In [5]:
!pip install minisom
import pandas as pd
import numpy as np
import matplotlib.pyplot as plt
%matplotlib inline

doc_data = pd.read_csv('./movie_data_70.csv')
movie_titles = doc_data['Title'].tolist()  # convert column Title of panda frame to list
movie_genre = doc_data['Genre'].tolist()
movie_synopses = doc_data['Synopsis'].tolist()
doc_data



Unnamed: 0,Genre,Title,Synopsis
0,"Adventure, Biography, Drama",Lawrence of Arabia,"In 1935, T. E. Lawrence (Peter O'Toole) is kil..."
1,"Adventure, Biography, Drama",Mutiny on the Bounty,"In 1787, British ship Bounty leaves Portsmouth..."
2,"Adventure, Drama, Fantasy",The Lord of the Rings: The Return of the King,"In the opening scene, a flashback, two hobbits..."
3,"Adventure, Drama, History",Ben-Hur,Judah Ben-Hur (Charlton Heston) is a wealthy m...
4,"Adventure, Drama, Romance",The African Queen,"An English spinster, Rose (Katharine Hepburn),..."
5,"Adventure, Drama, Thriller",Jaws,"Late one night, on one of the many beaches of ..."
6,"Adventure, Drama, War",The Bridge on the River Kwai,[this synopsis is primarily from the wikipedia...
7,"Adventure, Drama, Western",The Treasure of the Sierra Madre,Fred Dobbs (Humphrey Bogart) and Bob Curtin (T...
8,"Adventure, Drama, Western",Dances with Wolves,"During a US Civil War battle, Union Army Offic..."
9,"Adventure, Drama, Western",Stagecoach,A group of people traveling on a stagecoach fi...


In [7]:
# Lemmatization using spacy package
import spacy
def spacy_Lemmatizer (text):
  # Initialize spacy 'en' model, keeping only tagger component needed for lemmatization
    nlp = spacy.load('en', disable=['parser', 'ner'])
    # Parse the sentence using the loaded 'en' model object `nlp`
    doc = nlp(text)
    # Extract the lemma for each token and join
    text_lem= " ".join([token.lemma_ for token in doc])
    return text_lem

import nltk
nltk.download('punkt')
nltk.download('stopwords')
def normalize(text):
    tokens = nltk.word_tokenize(text)
    from nltk.corpus import stopwords
    stopwords_en = stopwords.words('english')
    # add more user stopwords
    stopwords_user  = ['mr', 'mrs', 'come', 'go', 'get',
                     'tell', 'listen', 'one', 'two', 'three',
                      'four', 'five', 'six', 'seven', 'eight',
                      'nine', 'zero', 'join', 'find', 'make',
                      'say', 'ask', 'tell', 'see', 'try', 'back',
                      'also','york','michael','never','soon','john','would','could','attempt',
                        'reach', ]

    stopwords = set(stopwords_en + stopwords_user)

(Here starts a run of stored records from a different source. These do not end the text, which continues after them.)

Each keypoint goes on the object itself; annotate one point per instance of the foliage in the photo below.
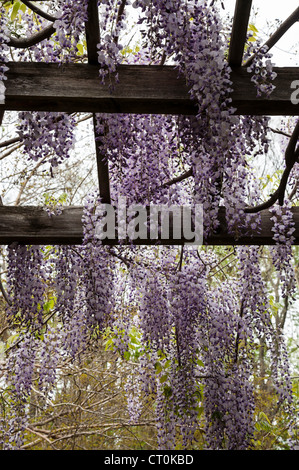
(188, 342)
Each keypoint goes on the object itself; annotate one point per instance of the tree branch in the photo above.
(23, 43)
(291, 157)
(39, 12)
(284, 27)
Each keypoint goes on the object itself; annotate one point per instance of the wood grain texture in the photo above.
(140, 89)
(32, 225)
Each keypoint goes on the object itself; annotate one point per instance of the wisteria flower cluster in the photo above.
(3, 53)
(195, 341)
(46, 135)
(262, 72)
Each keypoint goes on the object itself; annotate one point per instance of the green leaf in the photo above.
(15, 10)
(163, 378)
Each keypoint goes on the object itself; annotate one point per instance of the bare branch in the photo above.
(38, 11)
(291, 157)
(23, 43)
(284, 27)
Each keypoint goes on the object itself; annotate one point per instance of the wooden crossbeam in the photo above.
(92, 29)
(140, 89)
(32, 225)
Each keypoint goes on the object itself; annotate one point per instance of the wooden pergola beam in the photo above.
(92, 29)
(140, 89)
(32, 225)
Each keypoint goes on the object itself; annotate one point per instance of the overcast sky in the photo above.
(285, 53)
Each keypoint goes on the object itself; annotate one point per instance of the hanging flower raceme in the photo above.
(26, 281)
(46, 136)
(281, 252)
(70, 26)
(97, 274)
(3, 52)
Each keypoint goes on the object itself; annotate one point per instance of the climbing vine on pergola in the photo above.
(190, 97)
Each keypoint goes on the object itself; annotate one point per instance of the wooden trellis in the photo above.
(141, 89)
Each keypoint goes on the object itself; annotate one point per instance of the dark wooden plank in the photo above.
(32, 225)
(103, 168)
(141, 89)
(239, 32)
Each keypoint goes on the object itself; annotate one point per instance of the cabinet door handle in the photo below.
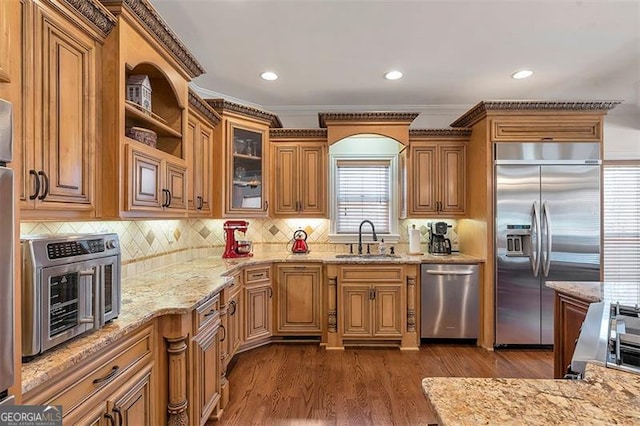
(36, 183)
(118, 411)
(112, 373)
(45, 180)
(164, 197)
(109, 417)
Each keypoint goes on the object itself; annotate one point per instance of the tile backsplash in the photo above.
(149, 244)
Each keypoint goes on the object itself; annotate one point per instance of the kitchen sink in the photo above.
(367, 256)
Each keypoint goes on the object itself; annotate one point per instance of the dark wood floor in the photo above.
(304, 384)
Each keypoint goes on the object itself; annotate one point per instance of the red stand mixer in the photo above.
(236, 248)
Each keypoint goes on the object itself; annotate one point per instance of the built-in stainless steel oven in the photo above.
(71, 285)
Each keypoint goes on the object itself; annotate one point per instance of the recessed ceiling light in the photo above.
(268, 75)
(393, 75)
(522, 74)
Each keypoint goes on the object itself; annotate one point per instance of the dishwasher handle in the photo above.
(436, 272)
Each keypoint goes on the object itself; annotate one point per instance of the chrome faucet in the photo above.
(373, 229)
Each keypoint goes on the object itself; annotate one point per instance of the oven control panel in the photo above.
(63, 249)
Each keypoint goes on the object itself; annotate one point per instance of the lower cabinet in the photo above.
(209, 335)
(372, 311)
(372, 303)
(258, 294)
(298, 299)
(569, 316)
(114, 387)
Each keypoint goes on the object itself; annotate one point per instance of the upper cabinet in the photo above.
(62, 52)
(299, 172)
(243, 159)
(199, 152)
(145, 126)
(436, 183)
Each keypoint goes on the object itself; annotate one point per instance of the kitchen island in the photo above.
(604, 396)
(163, 312)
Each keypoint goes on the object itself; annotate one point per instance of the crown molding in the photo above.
(447, 133)
(212, 94)
(95, 13)
(364, 117)
(480, 110)
(297, 133)
(203, 108)
(153, 22)
(223, 105)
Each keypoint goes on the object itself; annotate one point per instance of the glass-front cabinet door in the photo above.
(247, 168)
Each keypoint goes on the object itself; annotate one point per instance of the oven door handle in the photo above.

    filtered_tokens = [w.lower() for w in tokens if w.lower() not in stopwords and w.isalnum()] # remove stopwords and punctuation from tokens
    text = " ".join(filtered_tokens)
    return (text)

[nltk_data] Downloading package punkt to
[nltk_data]     C:\Users\USER\AppData\Roaming\nltk_data...
[nltk_data]   Package punkt is already up-to-date!
[nltk_data] Downloading package stopwords to
[nltk_data]     C:\Users\USER\AppData\Roaming\nltk_data...
[nltk_data]   Package stopwords is already up-to-date!


In [9]:
#this take around 45 seconds
# lemmatizer and normalize for every movies synopses
from tqdm import tqdm 
norm_movie_synopses=[]
for i in tqdm(range(len(movie_synopses))):
    synopses_lem = spacy_Lemmatizer(movie_synopses[i])
    norm_movie_synopses+= [normalize(synopses_lem)]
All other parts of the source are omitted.